Quantitative analyses were then performed to characterise FT–membrane interactions under different ambient temperatures. The results showed that wild-type FT binds more strongly at 25 °C than at 15 °C, suggesting that in vivo additional membrane components may stabilize FT association during cold conditions. The 3R mutant displayed slower dissociation kinetics, indicating altered membrane-interaction dynamics. To gain deeper structural and biophysical insight, the wild-type FT protein was examined using Cryo-EM, while selected wild-type and mutant proteins (including 3R and FTdC) were further analysed with surface plasmon resonance (SPR) and thermal stability profiling using the Prometheus Panta instrument. These analyses revealed that although thermal behaviour differed depending on storage and buffer conditions, all FT variants exhibited similar unfolding and refolding patterns once mixed with liposomes.
Overall, the work produced a detailed biochemical and biophysical characterisation of wild-type and mutant FT proteins, pinpointing residues important for membrane association and providing mechanistic insights into how FT contributes to temperature-dependent control of flowering.
Key Scientific Results
The project achieved substantial scientific progress, beginning with the successful generation of two complete sets of FT mutant proteins. All variants were obtained in soluble form at satisfactory concentrations, stored under low-temperature conditions, and prepared to a high standard for downstream biochemical and biophysical analyses. These proteins formed the basis for a series of assays that revealed important insights into how florigen interacts with lipid membranes and how these interactions respond to temperature changes.

Main Results
1. The first-wave FT mutants (E84K, P94L, R119H, G171E) and second-wave mutants (VSR, 3R, FTdC, 3RdC) were successfully constructed, purified, and stabilised for further experimentation.
2. Temperature-dependent membrane behaviour was observed: wild-type FT binds more strongly at 25 °C than at 15 °C, suggesting that in vivo additional membrane-associated factors may stabilise FT under cold conditions.
3. The 3R mutant displayed slower dissociation from membranes, indicating altered interaction dynamics and identifying this variant as especially promising for deeper mechanistic and structural studies.
Together, these findings provide new evidence for how FT responds to environmental cues at the molecular level and lay the groundwork for exploring temperature-dependent flowering regulation.

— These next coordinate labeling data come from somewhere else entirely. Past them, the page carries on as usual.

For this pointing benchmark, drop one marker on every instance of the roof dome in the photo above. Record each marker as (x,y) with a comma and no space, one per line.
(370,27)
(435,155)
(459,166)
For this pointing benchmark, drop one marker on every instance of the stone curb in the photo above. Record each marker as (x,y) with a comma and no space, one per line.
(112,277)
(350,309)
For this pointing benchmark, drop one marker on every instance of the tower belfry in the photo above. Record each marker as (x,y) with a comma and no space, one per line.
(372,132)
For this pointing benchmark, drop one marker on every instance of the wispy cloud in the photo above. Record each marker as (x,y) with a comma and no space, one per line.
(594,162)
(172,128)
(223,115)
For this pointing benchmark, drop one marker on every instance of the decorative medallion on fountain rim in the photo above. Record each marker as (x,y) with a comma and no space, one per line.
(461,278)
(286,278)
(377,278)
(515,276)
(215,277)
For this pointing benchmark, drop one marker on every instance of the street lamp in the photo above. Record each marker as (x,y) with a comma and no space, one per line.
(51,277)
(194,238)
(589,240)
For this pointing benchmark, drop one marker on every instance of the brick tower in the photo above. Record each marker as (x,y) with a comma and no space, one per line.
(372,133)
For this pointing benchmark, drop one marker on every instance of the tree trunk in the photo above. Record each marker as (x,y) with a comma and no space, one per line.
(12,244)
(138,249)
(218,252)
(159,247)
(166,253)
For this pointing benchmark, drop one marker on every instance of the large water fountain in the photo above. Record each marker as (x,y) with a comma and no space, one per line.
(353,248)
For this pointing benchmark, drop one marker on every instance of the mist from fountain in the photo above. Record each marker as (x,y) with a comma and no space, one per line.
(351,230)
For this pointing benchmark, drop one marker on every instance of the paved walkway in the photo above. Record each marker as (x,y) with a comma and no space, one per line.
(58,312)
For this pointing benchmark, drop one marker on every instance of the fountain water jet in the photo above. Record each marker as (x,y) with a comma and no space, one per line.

Potential Impacts and Needs for Further Uptake
The assembled FT mutant library now serves as a powerful resource for dissecting the structural features that govern FT–membrane interactions. The temperature sensitivity observed opens a path toward understanding how environmental conditions modulate florigen activity, with potential applications in developing climate-resilient crops. The unique behaviour of the 3R mutant further highlights specific residues that merit targeted investigation.

Key needs to support further uptake
1. Continued quantitative biophysical studies to refine our understanding of how individual mutations alter membrane-binding dynamics.
2. High-resolution structural analysis (e.g. Cryo-EM, NMR) to map FT–membrane interfaces at atomic detail.
3. In vivo validation in model plants to connect biochemical behaviour with flowering phenotypes and assess translational potential.
The influence of temperature on florigen interaction with plant membranes.